The days slipped by without any notable incidents, but it wasn’t the kind of quiet that brought comfort. It was the wrong kind of silence—the kind that tightens your chest and sets your senses on edge. Every patrol I met reported the same: no unusual movements, no strange scents, no tracks, no signs of intrusion. It didn’t sit well with me. Rogues were impulsive and unpredictable; they struck swiftly, left their mark, and disappeared before anyone could respond. This unnerving stillness wasn’t their style.
When night fell and the patrols settled into uneasy rest, the forest transformed into a silence so deep it raised the hairs on the back of my neck. Under that heavy quiet, I crossed the southern border alone. Never venturing too far—never deep enough to lose my bearings—but just enough to feel the malevolence thick in the air.
This land didn’t just exist; it seemed to writhe in pain.
The trees were twisted and gnarled, their trunks resembling veins pulsing beneath cracked bark that split open like ancient wounds refusing to heal. Thick, black sap oozed slowly from these fissures, its sickly sweet smell turning my stomach. The ground beneath me was soft and spongy, giving way in places as if the earth itself was rotting from the inside out.
The air clung to my skin like a damp shroud—heavy, wet, and laced with the stench of decay mixed with something far older, something utterly alien to this world.
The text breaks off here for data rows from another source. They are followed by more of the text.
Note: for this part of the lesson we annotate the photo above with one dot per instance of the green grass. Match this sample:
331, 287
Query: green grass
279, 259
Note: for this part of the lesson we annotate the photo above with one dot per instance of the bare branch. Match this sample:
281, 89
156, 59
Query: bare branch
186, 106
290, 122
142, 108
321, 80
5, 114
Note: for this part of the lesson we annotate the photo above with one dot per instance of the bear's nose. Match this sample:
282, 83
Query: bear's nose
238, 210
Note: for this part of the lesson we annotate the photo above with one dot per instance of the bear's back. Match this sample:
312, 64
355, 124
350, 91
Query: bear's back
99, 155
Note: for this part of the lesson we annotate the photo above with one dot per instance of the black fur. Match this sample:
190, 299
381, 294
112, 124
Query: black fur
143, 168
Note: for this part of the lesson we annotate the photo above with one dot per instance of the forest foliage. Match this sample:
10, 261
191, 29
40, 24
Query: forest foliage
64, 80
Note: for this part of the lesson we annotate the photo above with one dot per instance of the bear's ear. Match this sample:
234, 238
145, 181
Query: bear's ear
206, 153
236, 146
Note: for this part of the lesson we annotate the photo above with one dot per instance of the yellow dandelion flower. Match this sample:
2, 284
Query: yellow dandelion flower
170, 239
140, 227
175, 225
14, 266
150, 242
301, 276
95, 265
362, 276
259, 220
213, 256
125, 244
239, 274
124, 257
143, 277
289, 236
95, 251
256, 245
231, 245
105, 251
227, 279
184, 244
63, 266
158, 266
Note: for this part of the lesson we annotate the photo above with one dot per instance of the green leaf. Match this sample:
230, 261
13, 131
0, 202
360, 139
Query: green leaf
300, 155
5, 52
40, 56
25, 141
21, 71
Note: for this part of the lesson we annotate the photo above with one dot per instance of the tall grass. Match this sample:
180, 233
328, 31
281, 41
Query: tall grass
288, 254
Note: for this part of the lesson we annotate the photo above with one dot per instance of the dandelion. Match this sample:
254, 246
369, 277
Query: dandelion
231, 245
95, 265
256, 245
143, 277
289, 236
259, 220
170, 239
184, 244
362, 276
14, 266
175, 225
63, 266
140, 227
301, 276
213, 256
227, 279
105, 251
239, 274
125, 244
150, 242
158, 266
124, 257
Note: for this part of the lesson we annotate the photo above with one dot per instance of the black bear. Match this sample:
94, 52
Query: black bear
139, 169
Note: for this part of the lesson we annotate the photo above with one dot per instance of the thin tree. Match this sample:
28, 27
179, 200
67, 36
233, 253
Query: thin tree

I felt unseen eyes watching me, though I never glimpsed them. And if I breathed too deeply, the air seemed to settle inside my lungs, as if it intended to take root there.
I never stayed long. I didn’t need to. The outskirts alone were enough of a warning for any sane wolf to keep their distance. Yet somehow… Verity had survived here.
She had endured this poison and lived.
I recognized the wax seal immediately.
It wasn’t from Caleb. It wasn’t from Kin.
It came from the castle.
But it bore the same black seal I had broken days ago—the mark of Veyran the Hollow.
The paper felt heavier than it should as I took it.
Whatever was inside… it was bad news.
Because I couldn’t fathom how a letter from my enemy could be delivered from within the very walls of my own castle.